Lodespawn@aussie.zone 3 days ago
Why is a researcher with a PhD in social sciences researching the accuracy confidence of predictive text, how has this person gotten to where they are without being able to understand that LLM don’t think? Surely they came up when he started even co soldering this brainfart of a research project?
rc__buggy@sh.itjust.works 3 days ago
Someone has to prove it wrong before it’s actually wrong. Maybe they set out to discredit the bots
Lodespawn@aussie.zone 3 days ago
I guess, but it’s like proving your phones predictive text has confidence in its suggestions regardless of accuracy. Confidence is not an attribute of a math function, they are attributing intelligence to a predictive model.
FanciestPants@lemmy.world 3 days ago
I work in risk management, but don’t really have a strong understanding of LLM mechanics. “Confidence” is something that i quantify in my work, but it has different terms that are associated with it. In modeling outcomes, I may say that we have 60% confidence in achieving our budget objectives, while others would express the same result by saying our chances of achieving our budget objective are 60%. Again, I’m not sure if this is what the LLM is doing, but if it is producing a modeled prediction with a CDF of possible outcomes, then representing its result with 100% confindence means that the LLM didn’t model any other possible outcomes other than the answer it is providing, which does seem troubling.

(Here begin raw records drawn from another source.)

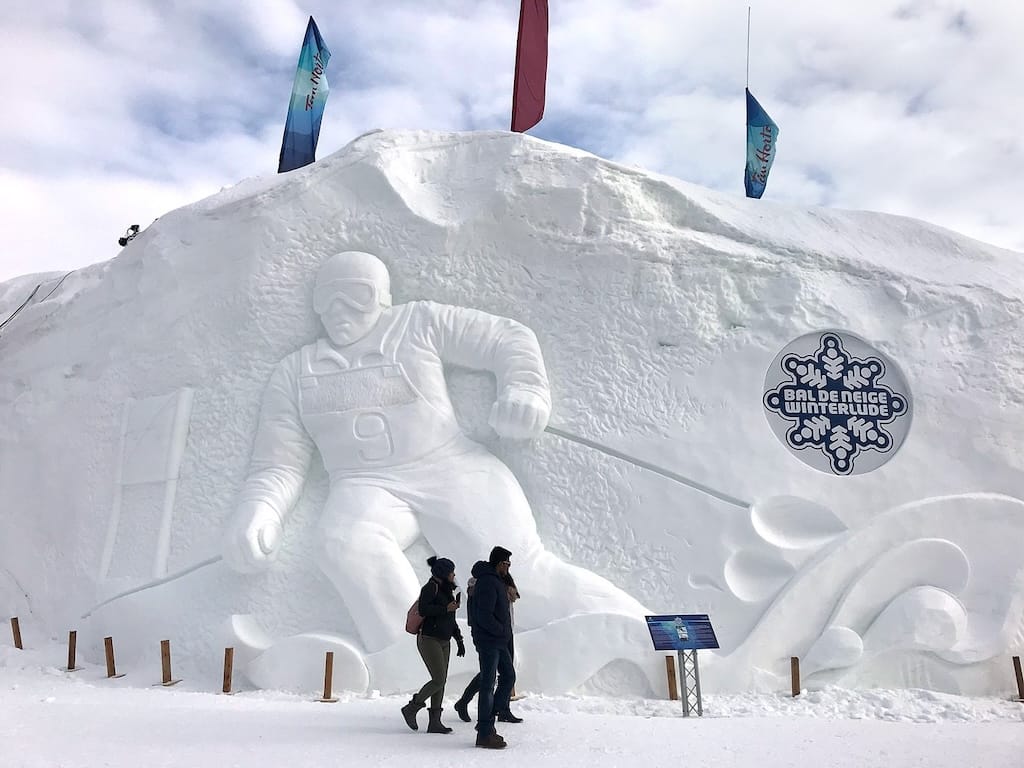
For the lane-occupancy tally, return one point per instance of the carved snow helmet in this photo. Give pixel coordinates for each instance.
(359, 280)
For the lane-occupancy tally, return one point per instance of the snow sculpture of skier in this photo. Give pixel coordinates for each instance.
(373, 398)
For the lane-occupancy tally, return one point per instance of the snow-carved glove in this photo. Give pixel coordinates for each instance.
(253, 538)
(519, 414)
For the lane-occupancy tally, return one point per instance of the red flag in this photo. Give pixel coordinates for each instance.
(530, 66)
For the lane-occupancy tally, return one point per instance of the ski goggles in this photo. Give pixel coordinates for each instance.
(358, 293)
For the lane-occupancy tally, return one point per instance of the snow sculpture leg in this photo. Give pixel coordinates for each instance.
(469, 501)
(361, 538)
(473, 502)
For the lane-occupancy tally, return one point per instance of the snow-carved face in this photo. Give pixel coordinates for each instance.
(352, 291)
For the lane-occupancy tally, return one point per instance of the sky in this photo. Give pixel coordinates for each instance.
(119, 111)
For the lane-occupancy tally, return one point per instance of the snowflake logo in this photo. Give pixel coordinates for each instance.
(837, 403)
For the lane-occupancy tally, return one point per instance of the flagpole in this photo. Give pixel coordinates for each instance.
(748, 46)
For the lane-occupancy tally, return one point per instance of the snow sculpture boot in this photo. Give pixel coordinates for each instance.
(492, 741)
(462, 707)
(410, 712)
(436, 726)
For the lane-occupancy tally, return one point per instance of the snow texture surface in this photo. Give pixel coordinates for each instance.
(657, 305)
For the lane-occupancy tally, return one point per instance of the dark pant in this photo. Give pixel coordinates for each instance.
(474, 687)
(435, 655)
(495, 663)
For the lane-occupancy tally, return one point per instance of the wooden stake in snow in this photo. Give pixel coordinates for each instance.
(228, 666)
(15, 629)
(670, 670)
(72, 644)
(165, 664)
(328, 678)
(109, 648)
(1020, 678)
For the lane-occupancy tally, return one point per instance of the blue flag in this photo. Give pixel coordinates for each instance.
(761, 136)
(306, 108)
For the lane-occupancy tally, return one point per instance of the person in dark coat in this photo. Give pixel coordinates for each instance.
(437, 605)
(503, 709)
(491, 623)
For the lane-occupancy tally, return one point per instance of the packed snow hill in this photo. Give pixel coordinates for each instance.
(642, 314)
(49, 717)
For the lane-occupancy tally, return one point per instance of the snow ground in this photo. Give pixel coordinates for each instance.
(50, 718)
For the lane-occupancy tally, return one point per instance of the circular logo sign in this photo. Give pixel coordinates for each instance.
(837, 402)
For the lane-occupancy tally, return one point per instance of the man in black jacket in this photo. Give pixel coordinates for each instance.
(491, 622)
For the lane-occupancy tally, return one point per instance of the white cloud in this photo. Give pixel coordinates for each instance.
(116, 112)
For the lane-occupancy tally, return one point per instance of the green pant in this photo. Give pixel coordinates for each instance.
(435, 655)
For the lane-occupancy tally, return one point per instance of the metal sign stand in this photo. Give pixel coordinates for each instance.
(689, 676)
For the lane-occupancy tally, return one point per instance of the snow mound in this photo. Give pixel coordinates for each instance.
(129, 395)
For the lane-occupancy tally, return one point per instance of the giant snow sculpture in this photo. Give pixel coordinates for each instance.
(372, 397)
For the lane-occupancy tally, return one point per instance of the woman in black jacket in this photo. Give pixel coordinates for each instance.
(437, 606)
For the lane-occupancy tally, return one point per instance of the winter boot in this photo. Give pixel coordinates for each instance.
(410, 711)
(462, 707)
(492, 741)
(436, 726)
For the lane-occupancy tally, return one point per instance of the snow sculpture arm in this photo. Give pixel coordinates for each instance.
(278, 470)
(477, 340)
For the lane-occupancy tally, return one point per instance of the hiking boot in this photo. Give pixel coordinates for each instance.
(410, 711)
(491, 741)
(436, 726)
(462, 708)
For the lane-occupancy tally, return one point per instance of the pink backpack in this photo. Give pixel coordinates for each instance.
(413, 620)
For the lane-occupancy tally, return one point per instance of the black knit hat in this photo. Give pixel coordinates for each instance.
(440, 566)
(499, 554)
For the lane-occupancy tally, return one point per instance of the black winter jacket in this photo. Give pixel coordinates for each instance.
(489, 616)
(437, 621)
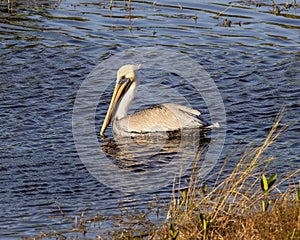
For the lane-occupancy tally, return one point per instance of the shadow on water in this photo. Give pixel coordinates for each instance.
(47, 48)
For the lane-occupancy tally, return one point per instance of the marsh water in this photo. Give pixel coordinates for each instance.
(249, 49)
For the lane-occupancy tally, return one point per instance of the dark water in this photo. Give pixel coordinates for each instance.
(47, 51)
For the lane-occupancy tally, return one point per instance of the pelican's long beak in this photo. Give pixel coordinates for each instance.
(120, 89)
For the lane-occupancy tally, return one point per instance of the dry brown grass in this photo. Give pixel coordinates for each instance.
(233, 208)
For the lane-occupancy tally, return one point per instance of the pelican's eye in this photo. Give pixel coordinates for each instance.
(123, 79)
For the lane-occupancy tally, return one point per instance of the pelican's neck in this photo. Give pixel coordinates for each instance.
(122, 107)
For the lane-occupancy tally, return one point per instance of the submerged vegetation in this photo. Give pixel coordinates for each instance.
(249, 203)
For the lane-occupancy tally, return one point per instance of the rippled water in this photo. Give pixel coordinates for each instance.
(47, 51)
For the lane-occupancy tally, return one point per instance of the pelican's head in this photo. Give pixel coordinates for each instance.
(123, 94)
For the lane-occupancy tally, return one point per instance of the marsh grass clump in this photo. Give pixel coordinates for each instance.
(245, 205)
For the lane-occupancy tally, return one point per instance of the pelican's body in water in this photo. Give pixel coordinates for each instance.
(166, 117)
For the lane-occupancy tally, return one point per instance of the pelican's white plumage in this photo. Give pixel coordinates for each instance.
(167, 117)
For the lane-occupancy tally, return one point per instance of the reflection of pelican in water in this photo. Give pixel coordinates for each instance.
(167, 117)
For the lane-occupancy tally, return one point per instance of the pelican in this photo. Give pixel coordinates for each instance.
(166, 117)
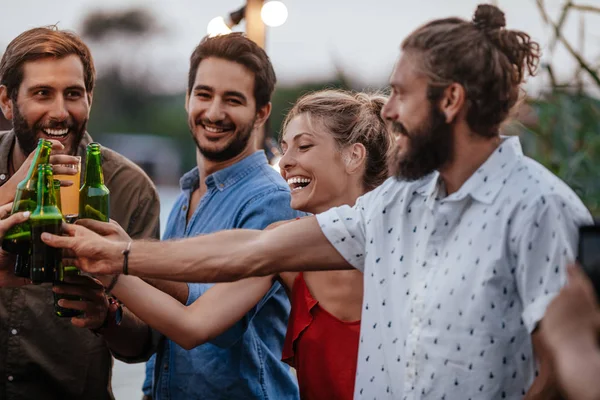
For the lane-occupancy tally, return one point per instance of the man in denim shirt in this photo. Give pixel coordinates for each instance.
(230, 83)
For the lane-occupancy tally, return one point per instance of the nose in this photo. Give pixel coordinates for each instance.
(215, 111)
(286, 161)
(58, 110)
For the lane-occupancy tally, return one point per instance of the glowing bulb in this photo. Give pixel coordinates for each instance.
(217, 26)
(273, 13)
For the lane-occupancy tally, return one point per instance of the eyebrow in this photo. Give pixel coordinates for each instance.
(46, 87)
(232, 93)
(282, 141)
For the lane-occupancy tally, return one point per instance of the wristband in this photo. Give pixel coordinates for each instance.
(112, 284)
(126, 258)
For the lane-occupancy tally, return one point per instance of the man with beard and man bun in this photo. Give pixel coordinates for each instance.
(46, 85)
(461, 250)
(230, 83)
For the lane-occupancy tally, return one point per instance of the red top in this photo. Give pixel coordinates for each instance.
(322, 348)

Lodespawn@aussie.zone 3 days ago
Nah so their definition is the classical “how confident are you that you got the answer right”. If you read the article they asked a bunch of people and 4 LLMs a bunch of random questions, then asked the respondent whether they/it had confidence their answer was correct, and then checked the answer. The LLMs initially lined up with people (over confident) but then when they iterated, shared results and asked further questions the LLMs confidence increased while people’s tends to decrease to mitigate the over confidence.
But the study still assumes intelligence enough to review past results and adjust accordingly, but disregards the fact that an AI isnt intelligence, it’s a word prediction model based on a data set of written text tending to infinity. It’s not assessing validity of results, it’s predicting what the answer is based on all previous inputs. The whole study is irrelevant.